I am writing a Z80 emulator and I am confused as to how large the instruction register is.

In the Z80 manual it states that the instructions are from 1 to 4 bytes long, am I given to assume that the Z80 has a 32Bit instruction register? If not then how does it execute instructions like this?

Answer 1

There's no instruction register, and you don't fetch the entire instruction at once. Instead, you fetch it piece-by-piece.
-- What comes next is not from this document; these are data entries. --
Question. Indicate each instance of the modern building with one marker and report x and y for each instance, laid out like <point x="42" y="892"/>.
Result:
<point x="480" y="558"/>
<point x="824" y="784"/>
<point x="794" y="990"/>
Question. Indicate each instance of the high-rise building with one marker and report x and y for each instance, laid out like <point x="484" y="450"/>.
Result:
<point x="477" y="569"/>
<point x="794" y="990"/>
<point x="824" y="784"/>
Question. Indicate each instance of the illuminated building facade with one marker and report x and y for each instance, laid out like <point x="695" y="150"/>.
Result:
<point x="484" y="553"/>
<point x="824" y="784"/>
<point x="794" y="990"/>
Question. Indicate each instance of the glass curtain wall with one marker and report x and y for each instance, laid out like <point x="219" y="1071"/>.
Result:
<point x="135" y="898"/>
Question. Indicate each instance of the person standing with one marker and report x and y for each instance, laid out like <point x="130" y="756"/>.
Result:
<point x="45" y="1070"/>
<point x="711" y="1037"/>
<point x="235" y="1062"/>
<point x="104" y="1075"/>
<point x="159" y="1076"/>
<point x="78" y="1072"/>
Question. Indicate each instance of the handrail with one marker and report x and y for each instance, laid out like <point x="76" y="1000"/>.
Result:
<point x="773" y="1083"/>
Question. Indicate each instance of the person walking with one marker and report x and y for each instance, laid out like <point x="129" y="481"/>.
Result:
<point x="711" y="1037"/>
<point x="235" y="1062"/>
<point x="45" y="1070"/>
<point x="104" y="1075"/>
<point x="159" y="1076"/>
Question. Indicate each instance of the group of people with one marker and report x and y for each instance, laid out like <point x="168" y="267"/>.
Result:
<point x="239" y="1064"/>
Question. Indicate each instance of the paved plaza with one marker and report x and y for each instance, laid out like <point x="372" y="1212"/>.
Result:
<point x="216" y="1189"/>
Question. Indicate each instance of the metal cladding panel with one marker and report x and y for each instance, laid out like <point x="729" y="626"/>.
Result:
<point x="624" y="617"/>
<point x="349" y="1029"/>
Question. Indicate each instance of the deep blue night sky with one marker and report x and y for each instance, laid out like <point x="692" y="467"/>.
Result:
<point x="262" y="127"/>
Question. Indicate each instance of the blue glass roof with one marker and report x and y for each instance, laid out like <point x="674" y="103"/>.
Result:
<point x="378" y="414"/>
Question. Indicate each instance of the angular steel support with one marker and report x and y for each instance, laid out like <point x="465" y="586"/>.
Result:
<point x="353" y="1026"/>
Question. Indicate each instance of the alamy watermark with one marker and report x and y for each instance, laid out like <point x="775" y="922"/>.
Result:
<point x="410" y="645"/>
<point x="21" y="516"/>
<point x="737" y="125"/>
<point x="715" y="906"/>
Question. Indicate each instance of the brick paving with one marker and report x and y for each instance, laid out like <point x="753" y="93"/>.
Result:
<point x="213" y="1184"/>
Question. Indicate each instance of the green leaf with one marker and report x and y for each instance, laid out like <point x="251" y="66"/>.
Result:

Let's walk through your example instruction:

• Your emulator begins by fetching one byte from the current PC, and increments PC.
• It looks at the byte, which is 0xDD, and the emulator knows that this is the "IX instruction prefix" (because you know this, and therefore have programmed your emulator to know it). Your emulator then fetches another byte to get the actual opcode.
• The opcode byte is 0x36, and your emulator knows 0x36 prefixed by 0xDD is LD (IX+d),n with the encoding 0xDD 0x36 dd nn.
• Your emulator then fetches the dd and nn bytes, writes nn to (IX+dd), increments the cycle counter and proceeds to the next instruction.

If you want to write a cycle-accurate emulator things get a bit more complicated, but I wouldn't recommend that if you're a beginner when it comes to emulation.